Tuesday, May 25, 2010

How does IC/IP identification and valuation affect the bottom line of the business?

5/25/10

There seems to be a huge disconnect between the academic and intellectual discussions on this and similar sites and the real world of business. A business owner is interested in IC/IP identification and valuation only to the extent that they positively impact the bottom line, reduce taxes, or, at the time of sale, increase the value of the firm.

Economic theory teaches that business owners should make decisions that maximize the value of the firm. This theory could be extended to maximizing profits of the firm as well. That is the ideal but, for numerous reasons, rarely accomplished in the real world of small to medium sized businesses (SMB).

The typical SMB owner is more concerned with minimizing taxes, keeping customers, assuring that his banker is happy, and having sufficient cash flow to meet payroll.

Unless the identification, valuation and monetization of IC/IP can be brought down to the ground level of the firm, unless IC/IP identification and valuation has a direct impact on those issues foremost in the minds of SMB owners, there is no way SMB business owners will care a hoot about intellectual capital or intangible assets.

At my current level of understanding of this very complex issue, which I have been studying and researching off and on for the last five years, it seems to me that the institution having the most impact on this issue for SMBs is the firms’ accountant. For the typical SMB, that accounting firm is a local or regional firm which may or may not be up to speed on the issues revolving around identification and valuation of IC/IP.

Rather, the accounting firm works at the direction of the client who is most interested in minimizing the amount of taxes owed which thus controls the entire directional thrust and activity of the relationship between accountant and client. It is unimaginable to me that a CPA, while auditing the books or preparing taxes of a SMB client, would take the time to explain the complex issues of IC/IP and its potential impact on the client’s business.

Furthermore, with the accounting profession continuing to operate as if we were still living and working in the 19th Century, there is little chance of this issue ever being brought to the fore by the accountant on duty. His job is to bill the most amount of time he can reasonably get away with and still keep the client happy.

Thus it falls on the accounting profession itself to change its thinking, which in turn will affect the rules promulgated by the Internal Revenue Service, which will then trickle down to the level of the firm and guide the accountants’ work for clients who wish to minimize taxes under generally accepted accounting principles while complying with IRS regulations.

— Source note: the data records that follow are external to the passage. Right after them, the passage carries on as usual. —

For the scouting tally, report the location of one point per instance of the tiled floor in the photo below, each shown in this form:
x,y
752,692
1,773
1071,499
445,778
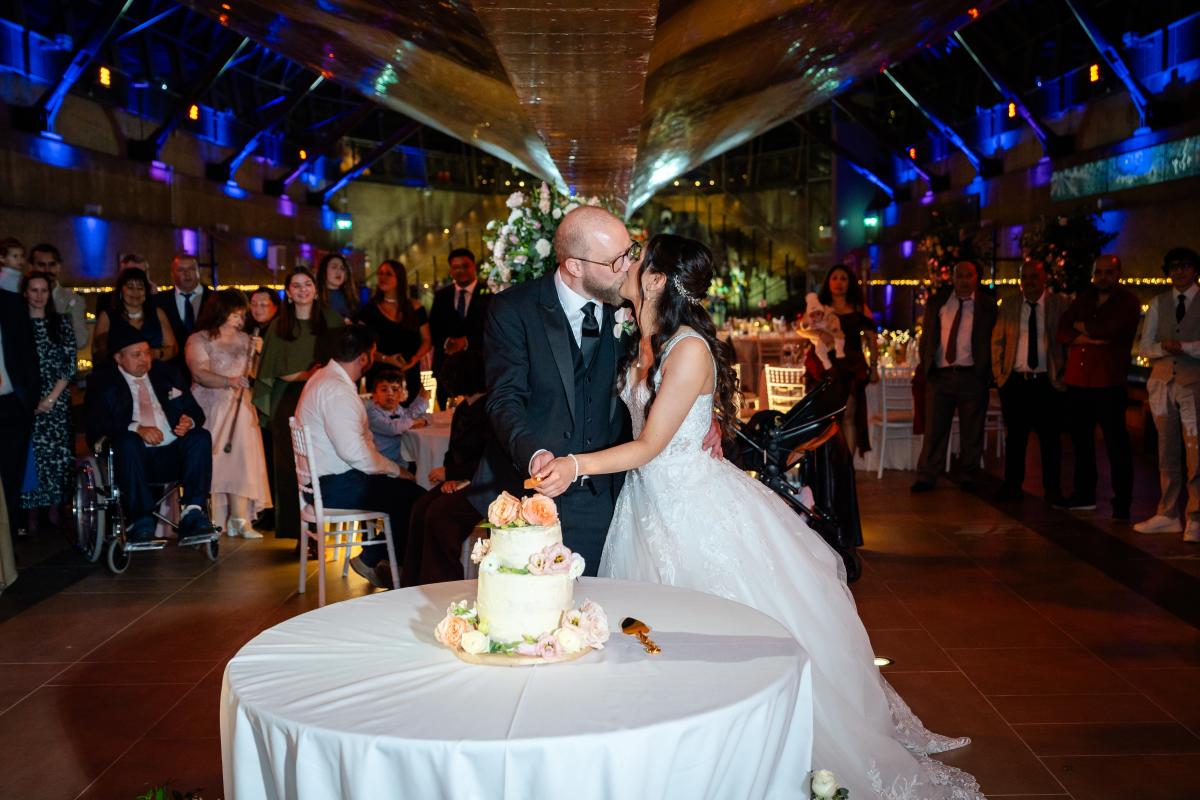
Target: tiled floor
x,y
1072,683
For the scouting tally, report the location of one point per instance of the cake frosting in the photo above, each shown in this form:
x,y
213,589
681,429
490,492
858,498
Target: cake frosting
x,y
526,595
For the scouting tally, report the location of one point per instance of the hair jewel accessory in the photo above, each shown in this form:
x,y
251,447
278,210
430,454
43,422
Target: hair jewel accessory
x,y
683,293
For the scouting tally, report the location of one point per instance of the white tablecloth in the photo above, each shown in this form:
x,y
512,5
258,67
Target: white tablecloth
x,y
358,701
427,446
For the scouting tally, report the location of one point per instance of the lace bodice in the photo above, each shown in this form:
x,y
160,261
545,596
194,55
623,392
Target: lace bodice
x,y
687,440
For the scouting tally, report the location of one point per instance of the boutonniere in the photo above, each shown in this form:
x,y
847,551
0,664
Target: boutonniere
x,y
624,323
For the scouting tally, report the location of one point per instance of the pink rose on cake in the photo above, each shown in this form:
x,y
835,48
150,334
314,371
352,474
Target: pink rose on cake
x,y
504,510
450,630
539,510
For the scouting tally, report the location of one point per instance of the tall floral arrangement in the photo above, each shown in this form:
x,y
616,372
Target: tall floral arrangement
x,y
521,247
1068,245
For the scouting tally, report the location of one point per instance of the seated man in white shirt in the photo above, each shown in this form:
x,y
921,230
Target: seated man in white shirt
x,y
155,427
352,471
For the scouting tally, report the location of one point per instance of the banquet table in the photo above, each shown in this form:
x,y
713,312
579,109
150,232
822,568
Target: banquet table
x,y
427,446
357,699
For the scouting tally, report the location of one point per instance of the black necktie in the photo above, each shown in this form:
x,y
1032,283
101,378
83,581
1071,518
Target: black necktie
x,y
591,332
1031,359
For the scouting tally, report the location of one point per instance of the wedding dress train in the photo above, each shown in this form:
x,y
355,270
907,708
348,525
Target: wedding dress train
x,y
688,519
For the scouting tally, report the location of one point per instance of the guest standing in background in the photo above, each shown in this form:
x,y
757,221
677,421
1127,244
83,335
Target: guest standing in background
x,y
400,324
849,374
133,311
52,440
339,292
46,258
183,304
19,394
219,356
1027,361
456,318
1098,330
295,344
1170,338
955,355
126,262
444,517
264,305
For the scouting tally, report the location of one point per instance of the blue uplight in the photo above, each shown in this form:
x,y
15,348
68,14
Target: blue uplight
x,y
91,233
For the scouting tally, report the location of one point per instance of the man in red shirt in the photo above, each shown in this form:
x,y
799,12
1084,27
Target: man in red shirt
x,y
1098,330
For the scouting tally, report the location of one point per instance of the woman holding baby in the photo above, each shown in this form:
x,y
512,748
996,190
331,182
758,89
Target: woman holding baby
x,y
850,373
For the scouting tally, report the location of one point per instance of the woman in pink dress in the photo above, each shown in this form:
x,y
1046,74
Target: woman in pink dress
x,y
220,355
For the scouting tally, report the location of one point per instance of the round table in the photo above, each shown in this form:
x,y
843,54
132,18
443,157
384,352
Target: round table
x,y
427,446
357,699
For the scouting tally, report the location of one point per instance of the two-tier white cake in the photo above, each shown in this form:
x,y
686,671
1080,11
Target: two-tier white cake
x,y
525,608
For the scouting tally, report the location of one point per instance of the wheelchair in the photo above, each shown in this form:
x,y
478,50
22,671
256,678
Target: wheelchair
x,y
99,518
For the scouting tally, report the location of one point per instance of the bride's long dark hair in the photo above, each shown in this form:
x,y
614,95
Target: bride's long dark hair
x,y
688,269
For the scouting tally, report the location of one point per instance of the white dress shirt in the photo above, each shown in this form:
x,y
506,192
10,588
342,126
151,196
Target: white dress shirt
x,y
160,416
573,306
1149,346
949,308
195,300
339,431
1020,364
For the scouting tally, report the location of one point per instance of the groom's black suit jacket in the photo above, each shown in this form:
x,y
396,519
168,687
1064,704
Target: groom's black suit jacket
x,y
540,396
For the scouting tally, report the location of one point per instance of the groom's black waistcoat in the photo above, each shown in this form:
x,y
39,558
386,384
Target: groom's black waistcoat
x,y
540,396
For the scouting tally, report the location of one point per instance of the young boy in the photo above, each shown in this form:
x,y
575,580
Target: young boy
x,y
388,419
12,264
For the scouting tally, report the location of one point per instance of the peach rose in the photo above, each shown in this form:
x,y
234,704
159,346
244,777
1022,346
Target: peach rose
x,y
539,510
450,630
504,510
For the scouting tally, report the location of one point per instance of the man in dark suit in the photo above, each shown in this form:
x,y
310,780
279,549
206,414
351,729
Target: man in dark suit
x,y
551,364
19,394
183,305
955,356
456,319
154,425
1027,362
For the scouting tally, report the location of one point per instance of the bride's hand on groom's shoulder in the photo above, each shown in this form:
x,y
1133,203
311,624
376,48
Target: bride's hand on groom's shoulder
x,y
555,476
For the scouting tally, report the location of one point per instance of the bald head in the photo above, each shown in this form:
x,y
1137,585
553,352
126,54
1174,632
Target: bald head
x,y
588,232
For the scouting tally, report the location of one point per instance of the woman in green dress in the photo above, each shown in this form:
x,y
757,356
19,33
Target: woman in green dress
x,y
294,346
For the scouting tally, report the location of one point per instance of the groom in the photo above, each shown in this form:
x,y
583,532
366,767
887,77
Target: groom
x,y
551,360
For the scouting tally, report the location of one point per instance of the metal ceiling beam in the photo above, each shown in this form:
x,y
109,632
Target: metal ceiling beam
x,y
275,187
148,149
844,152
1051,143
228,168
370,160
41,115
1111,56
984,167
935,181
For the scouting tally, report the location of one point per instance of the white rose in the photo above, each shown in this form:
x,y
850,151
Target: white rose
x,y
570,637
823,785
475,643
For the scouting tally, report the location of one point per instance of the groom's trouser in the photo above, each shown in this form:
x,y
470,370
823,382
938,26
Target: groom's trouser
x,y
585,513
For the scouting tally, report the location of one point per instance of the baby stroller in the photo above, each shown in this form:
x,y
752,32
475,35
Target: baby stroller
x,y
804,447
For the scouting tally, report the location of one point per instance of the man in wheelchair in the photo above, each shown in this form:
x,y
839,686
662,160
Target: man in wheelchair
x,y
154,426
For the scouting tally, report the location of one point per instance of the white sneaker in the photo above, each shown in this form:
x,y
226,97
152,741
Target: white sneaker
x,y
1159,524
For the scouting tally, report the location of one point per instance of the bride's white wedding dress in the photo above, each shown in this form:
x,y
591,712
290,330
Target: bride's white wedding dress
x,y
688,519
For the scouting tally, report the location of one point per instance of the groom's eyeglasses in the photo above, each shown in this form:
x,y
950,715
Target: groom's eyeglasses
x,y
629,257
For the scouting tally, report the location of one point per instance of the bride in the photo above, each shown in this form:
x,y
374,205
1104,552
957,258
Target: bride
x,y
687,519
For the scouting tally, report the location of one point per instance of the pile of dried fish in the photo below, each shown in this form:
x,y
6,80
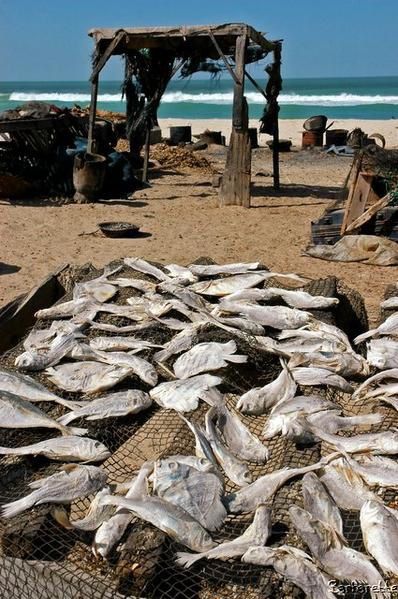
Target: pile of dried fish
x,y
189,497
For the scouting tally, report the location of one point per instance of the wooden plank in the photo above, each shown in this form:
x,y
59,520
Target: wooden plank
x,y
359,199
275,145
13,326
256,85
238,108
369,213
93,111
107,53
352,179
224,58
235,184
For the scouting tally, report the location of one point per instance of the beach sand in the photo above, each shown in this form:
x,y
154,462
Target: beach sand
x,y
180,214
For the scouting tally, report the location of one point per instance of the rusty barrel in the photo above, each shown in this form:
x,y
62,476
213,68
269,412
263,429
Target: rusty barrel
x,y
337,137
88,176
312,139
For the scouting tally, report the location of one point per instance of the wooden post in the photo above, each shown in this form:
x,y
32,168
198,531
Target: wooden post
x,y
93,111
146,154
235,185
275,145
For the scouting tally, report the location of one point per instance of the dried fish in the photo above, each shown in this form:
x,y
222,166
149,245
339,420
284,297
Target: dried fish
x,y
182,273
227,285
198,493
96,514
205,357
276,317
326,545
139,284
73,482
60,347
236,470
179,343
258,400
295,565
347,364
113,405
331,422
64,449
112,530
261,490
169,518
383,353
27,388
385,442
375,470
388,327
319,503
257,533
320,376
87,377
121,344
345,485
140,367
183,395
16,412
380,535
238,437
145,267
302,299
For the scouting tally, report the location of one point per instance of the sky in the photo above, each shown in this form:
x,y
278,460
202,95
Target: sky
x,y
42,40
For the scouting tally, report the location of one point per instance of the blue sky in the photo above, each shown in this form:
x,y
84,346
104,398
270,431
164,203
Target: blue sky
x,y
46,40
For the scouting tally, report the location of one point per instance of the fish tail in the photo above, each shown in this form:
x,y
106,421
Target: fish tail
x,y
237,358
60,516
71,405
72,430
186,560
67,418
364,336
9,510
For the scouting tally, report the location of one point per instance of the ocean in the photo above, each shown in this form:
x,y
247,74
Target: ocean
x,y
339,98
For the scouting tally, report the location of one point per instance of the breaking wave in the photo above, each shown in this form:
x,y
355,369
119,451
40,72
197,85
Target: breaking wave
x,y
177,97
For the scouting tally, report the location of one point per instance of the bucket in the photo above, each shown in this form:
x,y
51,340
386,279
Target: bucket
x,y
88,176
312,139
253,137
180,135
337,137
316,123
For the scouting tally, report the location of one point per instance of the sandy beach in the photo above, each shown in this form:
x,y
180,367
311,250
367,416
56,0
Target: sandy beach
x,y
180,215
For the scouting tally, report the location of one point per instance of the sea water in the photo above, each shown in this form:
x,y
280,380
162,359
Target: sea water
x,y
356,98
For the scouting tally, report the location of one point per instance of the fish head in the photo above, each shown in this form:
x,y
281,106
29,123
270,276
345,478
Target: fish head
x,y
259,555
29,360
243,475
309,530
247,403
99,452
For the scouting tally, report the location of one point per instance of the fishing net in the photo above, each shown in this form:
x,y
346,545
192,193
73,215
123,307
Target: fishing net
x,y
40,559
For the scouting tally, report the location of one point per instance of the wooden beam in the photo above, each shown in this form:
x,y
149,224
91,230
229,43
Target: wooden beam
x,y
105,56
275,145
223,57
91,119
369,213
353,176
146,154
256,85
237,109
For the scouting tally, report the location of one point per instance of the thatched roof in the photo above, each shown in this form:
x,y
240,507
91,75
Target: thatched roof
x,y
181,39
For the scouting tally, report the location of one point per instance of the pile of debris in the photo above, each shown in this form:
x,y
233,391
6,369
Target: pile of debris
x,y
179,157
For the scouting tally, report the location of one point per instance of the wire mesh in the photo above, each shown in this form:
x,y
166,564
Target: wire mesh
x,y
40,559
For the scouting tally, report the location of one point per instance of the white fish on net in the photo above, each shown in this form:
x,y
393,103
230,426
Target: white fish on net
x,y
205,357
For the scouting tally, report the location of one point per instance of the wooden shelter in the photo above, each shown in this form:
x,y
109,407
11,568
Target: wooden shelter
x,y
231,44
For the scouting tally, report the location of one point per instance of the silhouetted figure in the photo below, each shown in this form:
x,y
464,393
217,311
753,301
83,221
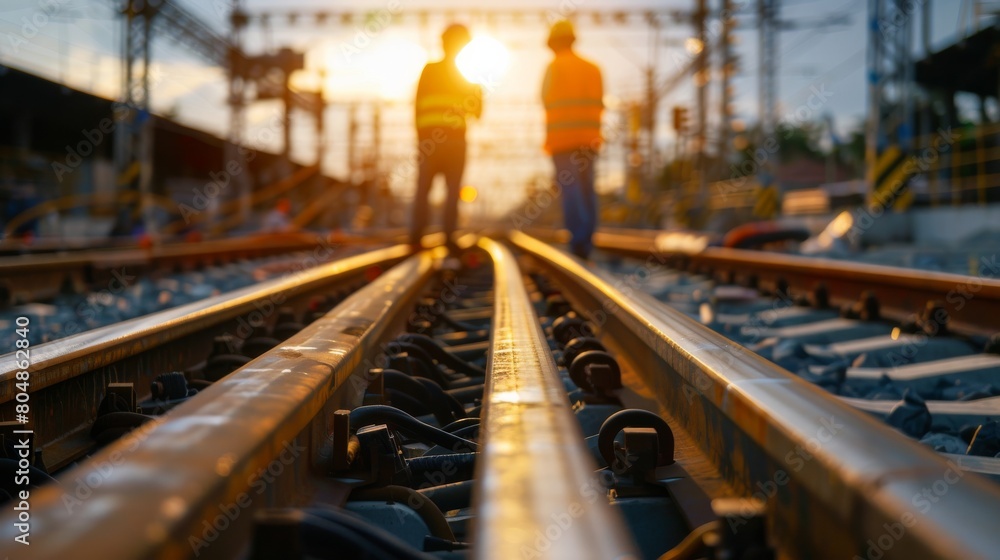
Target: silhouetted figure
x,y
573,96
444,100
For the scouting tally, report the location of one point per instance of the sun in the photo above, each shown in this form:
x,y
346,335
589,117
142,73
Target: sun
x,y
483,60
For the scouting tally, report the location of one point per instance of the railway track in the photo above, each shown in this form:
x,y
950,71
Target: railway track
x,y
914,348
521,407
42,276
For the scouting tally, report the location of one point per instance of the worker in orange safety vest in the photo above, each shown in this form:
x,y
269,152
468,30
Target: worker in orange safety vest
x,y
445,99
573,93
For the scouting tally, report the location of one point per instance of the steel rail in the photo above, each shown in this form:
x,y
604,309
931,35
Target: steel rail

It is a fact that public companies already recognize IC/IP on their balance sheets. It only takes a quick perusal of balance sheets on the SEC’s Edgar site to confirm how widespread that recognition is among publicly traded companies. Could it be that the leading international CPA firms do, in fact, recognize and value intangibles? Perhaps we should ask them.

I have personally been engaged in M&A transactions where millions of dollars of value was stated on balance sheets of several companies for such things as recipes, brands, customer lists and engineering drawings; all of which, by the way, are recognized by the IRS as Section 197 intangible assets which can be depreciated under current IRS regulations. See this link under the title: “Section 197 Intangibles Defined”

http://www.irs.gov/publications/p535/ch08.html#en_US_publink1000208966

The only grey area remaining in my mind is if such intangible assets can be depreciated when internally generated rather than acquired. The IRS does not allow depreciation of internally generated IC/IP assets; they must have been acquired. Yet, again, in the same M&A transactions previously cited, at least one company had millions of dollars of value on the balance sheet for intangibles and had never completed an acquisition!

While the intellectual discussions of these issues will go a long way to changing the accounting profession’s treatment of intangible assets, it remains for practitioners to raise the level of awareness among SMB owners so they can, indeed, benefit from the recognition of intangible assets that often make up the majority of their company’s value.